* 1/2 package (223g) Kamut penne, or any other whole grain pasta
* 1-inch piece of ginger, grated and squeezed for juice
* 1 Tbsp miso
* 2 Tbsp brown rice or apple cider vinegar
* 2 Tbsp sesame oil (untoasted)
* 1 tsp toasted sesame oil
* pinch chile paste (optional)
* 1 cup snow peas
* 1 cup bean sprouts
* 1 red or yellow pepper, chopped
* 2 green onions, chopped
* 2 Tbsp sesame seeds
1. Start by cooking the noodles in boiling, lightly salted water.

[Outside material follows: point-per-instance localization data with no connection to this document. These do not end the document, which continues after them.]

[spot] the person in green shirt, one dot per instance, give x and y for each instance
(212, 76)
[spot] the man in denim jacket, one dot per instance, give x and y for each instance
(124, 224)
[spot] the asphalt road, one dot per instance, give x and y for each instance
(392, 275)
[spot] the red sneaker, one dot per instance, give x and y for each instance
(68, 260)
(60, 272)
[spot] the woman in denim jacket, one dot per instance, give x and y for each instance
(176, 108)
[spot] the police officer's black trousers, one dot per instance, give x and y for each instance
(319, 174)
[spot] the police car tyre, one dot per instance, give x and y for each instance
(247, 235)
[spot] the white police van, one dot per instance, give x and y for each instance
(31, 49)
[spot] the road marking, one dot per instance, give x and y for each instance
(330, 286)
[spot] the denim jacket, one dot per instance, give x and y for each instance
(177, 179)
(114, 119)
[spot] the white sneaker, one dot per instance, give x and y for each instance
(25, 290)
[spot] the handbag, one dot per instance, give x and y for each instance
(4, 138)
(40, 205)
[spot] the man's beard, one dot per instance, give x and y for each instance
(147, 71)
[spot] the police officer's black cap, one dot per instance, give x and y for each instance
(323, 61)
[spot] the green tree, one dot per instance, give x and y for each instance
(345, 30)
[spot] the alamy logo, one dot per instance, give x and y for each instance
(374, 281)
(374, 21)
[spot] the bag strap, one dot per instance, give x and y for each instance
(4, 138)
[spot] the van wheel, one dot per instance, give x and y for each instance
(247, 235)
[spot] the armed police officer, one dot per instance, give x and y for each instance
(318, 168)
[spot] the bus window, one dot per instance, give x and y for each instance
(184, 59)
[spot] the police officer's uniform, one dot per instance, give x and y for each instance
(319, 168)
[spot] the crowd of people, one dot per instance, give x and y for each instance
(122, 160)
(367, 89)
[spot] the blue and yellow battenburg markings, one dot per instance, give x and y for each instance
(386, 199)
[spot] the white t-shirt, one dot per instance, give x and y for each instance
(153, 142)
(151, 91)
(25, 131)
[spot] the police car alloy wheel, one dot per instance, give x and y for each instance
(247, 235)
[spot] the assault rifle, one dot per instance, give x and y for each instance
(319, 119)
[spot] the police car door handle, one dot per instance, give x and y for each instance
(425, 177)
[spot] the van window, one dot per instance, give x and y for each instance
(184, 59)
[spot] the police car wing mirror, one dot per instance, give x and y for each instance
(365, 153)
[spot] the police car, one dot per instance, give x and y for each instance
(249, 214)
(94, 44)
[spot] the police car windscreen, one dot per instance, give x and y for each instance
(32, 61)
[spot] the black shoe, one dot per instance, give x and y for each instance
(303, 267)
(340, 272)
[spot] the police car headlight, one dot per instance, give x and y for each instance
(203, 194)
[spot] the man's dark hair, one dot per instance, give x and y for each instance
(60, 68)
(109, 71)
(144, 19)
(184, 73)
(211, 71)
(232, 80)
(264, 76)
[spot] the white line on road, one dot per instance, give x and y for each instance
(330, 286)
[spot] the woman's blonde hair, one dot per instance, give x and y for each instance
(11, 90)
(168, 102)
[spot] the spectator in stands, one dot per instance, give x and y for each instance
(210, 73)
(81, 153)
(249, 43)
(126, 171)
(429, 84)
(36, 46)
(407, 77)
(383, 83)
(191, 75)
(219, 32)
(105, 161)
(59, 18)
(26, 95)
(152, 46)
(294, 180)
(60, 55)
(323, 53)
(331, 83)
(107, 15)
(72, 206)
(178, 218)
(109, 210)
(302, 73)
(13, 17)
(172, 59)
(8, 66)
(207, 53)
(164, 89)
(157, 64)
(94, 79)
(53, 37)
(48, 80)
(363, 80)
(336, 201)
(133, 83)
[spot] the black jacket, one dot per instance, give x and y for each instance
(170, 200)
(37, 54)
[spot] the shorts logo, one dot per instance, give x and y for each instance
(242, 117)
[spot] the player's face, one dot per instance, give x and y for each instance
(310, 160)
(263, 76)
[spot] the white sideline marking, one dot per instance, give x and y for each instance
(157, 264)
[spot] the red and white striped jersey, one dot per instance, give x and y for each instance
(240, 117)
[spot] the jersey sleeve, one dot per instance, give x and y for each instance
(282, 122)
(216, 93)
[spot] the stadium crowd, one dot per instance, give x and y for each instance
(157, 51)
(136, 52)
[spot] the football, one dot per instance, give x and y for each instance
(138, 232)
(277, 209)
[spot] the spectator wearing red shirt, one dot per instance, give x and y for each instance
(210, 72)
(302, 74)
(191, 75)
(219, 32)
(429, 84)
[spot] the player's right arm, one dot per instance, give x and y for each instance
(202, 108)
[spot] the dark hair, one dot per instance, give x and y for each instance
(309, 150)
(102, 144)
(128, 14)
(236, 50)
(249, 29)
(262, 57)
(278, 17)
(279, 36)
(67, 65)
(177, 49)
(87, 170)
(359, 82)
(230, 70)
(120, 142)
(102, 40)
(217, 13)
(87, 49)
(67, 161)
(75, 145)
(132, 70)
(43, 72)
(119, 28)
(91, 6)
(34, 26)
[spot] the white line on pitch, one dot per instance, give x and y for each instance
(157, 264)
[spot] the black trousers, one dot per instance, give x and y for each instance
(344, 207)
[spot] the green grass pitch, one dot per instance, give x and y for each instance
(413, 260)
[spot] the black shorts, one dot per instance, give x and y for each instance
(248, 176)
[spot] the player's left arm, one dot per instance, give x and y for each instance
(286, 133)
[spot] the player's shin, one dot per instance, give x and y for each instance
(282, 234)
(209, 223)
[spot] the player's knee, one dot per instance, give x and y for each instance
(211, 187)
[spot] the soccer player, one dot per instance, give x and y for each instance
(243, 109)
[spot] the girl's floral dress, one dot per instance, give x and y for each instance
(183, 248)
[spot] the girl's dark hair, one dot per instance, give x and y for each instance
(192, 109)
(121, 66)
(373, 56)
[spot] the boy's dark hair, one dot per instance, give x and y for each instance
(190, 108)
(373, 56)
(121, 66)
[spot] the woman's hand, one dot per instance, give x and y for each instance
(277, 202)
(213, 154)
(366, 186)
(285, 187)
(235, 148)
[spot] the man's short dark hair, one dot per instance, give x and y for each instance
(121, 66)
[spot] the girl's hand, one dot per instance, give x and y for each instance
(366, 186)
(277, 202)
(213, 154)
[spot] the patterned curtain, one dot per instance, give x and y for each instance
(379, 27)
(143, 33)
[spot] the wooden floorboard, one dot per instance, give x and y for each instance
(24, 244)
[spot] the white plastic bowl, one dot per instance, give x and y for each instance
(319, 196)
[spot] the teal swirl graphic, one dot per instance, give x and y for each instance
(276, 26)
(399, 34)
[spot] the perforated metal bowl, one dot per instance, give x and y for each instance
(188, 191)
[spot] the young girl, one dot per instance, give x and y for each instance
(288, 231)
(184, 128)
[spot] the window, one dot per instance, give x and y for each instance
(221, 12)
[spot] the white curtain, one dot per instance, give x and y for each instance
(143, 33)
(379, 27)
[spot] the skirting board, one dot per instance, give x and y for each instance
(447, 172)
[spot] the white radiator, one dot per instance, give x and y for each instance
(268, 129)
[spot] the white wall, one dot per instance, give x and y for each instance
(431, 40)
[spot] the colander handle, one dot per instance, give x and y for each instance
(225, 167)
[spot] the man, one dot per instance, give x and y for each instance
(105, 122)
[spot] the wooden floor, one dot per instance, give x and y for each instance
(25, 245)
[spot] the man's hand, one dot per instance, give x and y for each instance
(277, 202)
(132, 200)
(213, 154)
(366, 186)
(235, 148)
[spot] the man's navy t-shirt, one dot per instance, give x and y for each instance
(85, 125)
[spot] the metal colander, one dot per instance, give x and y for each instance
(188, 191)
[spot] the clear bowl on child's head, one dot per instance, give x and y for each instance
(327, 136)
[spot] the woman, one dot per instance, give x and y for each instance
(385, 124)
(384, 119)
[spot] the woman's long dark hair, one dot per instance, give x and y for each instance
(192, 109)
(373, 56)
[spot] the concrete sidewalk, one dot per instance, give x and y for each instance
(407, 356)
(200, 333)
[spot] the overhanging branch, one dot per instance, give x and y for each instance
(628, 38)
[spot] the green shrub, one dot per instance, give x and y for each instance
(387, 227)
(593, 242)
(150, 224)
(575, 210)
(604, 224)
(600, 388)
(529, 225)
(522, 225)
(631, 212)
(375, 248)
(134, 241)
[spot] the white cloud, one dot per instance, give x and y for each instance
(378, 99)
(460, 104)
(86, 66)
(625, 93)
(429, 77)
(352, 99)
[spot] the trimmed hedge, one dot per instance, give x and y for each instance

You can also cook a whole grain like rice or quinoa instead of a pasta if you prefer. For brown rice or corn pastas, they cook while the water is coming to a boil rather than at a full boil, like wheat pastas. Cook them by adding cool water whenever it comes up to a rolling boil.
2. While the noodles are cooking, make the dressing by squeezing the pulp of the grated ginger to get the juice only into a large bowl. Add the miso, vinegar, oils and chile paste if you're using it. Whisk it until the miso dissolves. Add the chopped vegetables to the bowl and toss them in the dressing.
3. Once the noodles are done, drain them and add them to the bowl for a final toss along with the sesame seeds. I hope you enjoy this easy pasta salad recipe, the latest of my healthy vegan recipes.